The Academic Staff Union of Universities (ASUU) on Monday extended the ongoing strike by four weeks.

ASUU president Prof Emmanuel Osodeke announced this in a statement.

The industrial action which has seen many varsities closed started on February 14.

Osodeke said the decision was reached at an emergency national executive committee meeting of the association at the University of Abuja on Sunday.

“Following extensive deliberations and taking cognisance of Government’s past failures to abide by its own timelines in addressing issues raised in the 2020 FGN/ASUU Memorandum of Action (MOA), NEC resolved that the strike be rolled over for four weeks to give Government more time to satisfactorily resolve all the outstanding issues. The roll-over strike action is with effect from 12.01 am on Monday, 1st August 2022,” the statement read.

“The NEC meeting took place against the backdrop of government’s obligations as spelled out in the Memorandum of Action (MOA) it signed with ASUU on 23rd December 2020. Specifically, NEC recalled the government’s failure to conclude the process of renegotiating the 2009 FGN/ASUU Agreement, deploy the University Transparency and Accountability Solution (UTAS), pay outstanding arrears of Earned Academic Allowances (EAA), release the agreed to sum of money for the revitalization of public universities (Federal and States), address proliferation and governance issues in State Universities, settle promotion arrears, release withheld salaries of academics, and pay outstanding third-party deductions led to the initial declaration of the roll-over strike on 14th February 2022.”

He added that the NEC viewed with seriousness the recent directive given by President Muhammadu Buhari to the minister of education Adamu Adamu to resolve the lingering crisis and report to him within two weeks.

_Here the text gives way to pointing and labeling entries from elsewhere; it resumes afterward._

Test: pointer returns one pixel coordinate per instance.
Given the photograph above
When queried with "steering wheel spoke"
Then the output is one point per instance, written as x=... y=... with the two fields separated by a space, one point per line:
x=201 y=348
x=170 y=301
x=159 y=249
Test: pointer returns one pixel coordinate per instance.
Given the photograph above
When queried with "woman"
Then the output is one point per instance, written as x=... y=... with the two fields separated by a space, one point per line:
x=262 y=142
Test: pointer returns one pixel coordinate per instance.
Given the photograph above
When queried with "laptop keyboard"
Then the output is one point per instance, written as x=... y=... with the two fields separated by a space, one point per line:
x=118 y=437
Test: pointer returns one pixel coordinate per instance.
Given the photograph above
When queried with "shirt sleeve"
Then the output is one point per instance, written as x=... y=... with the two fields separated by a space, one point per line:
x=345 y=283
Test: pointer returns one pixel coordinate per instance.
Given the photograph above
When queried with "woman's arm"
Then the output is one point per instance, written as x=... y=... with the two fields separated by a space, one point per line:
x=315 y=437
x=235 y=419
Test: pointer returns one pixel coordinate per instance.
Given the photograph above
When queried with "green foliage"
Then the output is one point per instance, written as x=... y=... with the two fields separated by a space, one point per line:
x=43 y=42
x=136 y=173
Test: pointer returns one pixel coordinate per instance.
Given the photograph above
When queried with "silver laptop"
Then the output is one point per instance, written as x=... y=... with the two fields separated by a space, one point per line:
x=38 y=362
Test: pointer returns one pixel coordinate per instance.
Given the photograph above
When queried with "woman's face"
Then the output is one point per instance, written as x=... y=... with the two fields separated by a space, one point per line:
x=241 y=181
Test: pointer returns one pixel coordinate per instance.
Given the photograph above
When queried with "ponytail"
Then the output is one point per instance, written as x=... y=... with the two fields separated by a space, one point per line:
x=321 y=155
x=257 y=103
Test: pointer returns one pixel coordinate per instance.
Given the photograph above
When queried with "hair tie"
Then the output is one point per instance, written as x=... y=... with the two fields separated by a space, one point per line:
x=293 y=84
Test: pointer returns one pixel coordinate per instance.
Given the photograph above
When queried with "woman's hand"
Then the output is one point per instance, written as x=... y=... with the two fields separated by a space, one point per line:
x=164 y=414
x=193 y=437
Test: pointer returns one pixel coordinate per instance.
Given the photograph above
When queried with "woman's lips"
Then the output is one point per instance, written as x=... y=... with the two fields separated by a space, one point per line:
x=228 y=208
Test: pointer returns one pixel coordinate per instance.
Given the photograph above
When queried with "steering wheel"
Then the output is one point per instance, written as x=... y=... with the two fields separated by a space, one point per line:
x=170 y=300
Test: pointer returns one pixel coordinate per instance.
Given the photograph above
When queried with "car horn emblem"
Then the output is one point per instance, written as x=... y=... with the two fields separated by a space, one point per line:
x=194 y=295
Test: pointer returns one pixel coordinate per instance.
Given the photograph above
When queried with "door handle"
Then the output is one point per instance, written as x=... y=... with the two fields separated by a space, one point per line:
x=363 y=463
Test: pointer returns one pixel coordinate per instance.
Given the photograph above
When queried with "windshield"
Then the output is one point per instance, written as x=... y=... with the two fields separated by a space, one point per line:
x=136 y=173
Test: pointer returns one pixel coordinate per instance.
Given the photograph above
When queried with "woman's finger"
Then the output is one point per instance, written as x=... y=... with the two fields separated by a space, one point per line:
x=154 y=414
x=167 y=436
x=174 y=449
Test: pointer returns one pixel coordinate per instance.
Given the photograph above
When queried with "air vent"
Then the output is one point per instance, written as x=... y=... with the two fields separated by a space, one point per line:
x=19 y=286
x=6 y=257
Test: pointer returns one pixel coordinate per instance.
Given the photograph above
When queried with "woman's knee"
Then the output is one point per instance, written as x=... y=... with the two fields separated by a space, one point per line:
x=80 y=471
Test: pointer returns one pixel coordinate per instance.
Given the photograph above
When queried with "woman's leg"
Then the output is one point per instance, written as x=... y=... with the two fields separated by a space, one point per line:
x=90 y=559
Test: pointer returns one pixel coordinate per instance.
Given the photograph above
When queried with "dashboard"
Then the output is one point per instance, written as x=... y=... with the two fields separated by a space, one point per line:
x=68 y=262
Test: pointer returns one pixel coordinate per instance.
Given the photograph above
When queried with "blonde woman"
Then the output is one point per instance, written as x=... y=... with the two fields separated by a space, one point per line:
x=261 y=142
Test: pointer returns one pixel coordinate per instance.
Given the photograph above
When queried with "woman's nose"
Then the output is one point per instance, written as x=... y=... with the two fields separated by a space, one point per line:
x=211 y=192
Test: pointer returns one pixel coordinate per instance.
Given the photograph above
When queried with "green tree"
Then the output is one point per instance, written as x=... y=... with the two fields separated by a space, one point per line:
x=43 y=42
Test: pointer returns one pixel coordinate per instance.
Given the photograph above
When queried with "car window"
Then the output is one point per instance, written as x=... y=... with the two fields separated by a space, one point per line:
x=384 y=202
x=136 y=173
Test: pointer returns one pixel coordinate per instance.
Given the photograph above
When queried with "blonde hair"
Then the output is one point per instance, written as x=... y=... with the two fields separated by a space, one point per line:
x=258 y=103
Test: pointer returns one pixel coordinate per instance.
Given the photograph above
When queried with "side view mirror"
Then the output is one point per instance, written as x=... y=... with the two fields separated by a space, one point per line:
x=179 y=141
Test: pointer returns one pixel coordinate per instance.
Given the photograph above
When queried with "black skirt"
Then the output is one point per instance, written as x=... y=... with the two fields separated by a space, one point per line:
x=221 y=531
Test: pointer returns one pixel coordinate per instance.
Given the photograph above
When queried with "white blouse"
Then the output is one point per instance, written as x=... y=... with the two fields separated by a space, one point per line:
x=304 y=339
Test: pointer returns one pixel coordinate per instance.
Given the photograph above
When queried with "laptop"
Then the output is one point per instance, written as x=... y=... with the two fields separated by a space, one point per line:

“NEC appreciated the historic nationwide protest of 26th and 27th July 2022 organised by the Nigeria Labour Congress (NLC) in collaboration with Civil Society Organisations (CSO) to further create awareness on the antics of the Nigerian ruling class to destroy public education. ASUU renews its commitment to the struggles of NLC in championing the cause of the working and suffering Nigerians,” the statement said.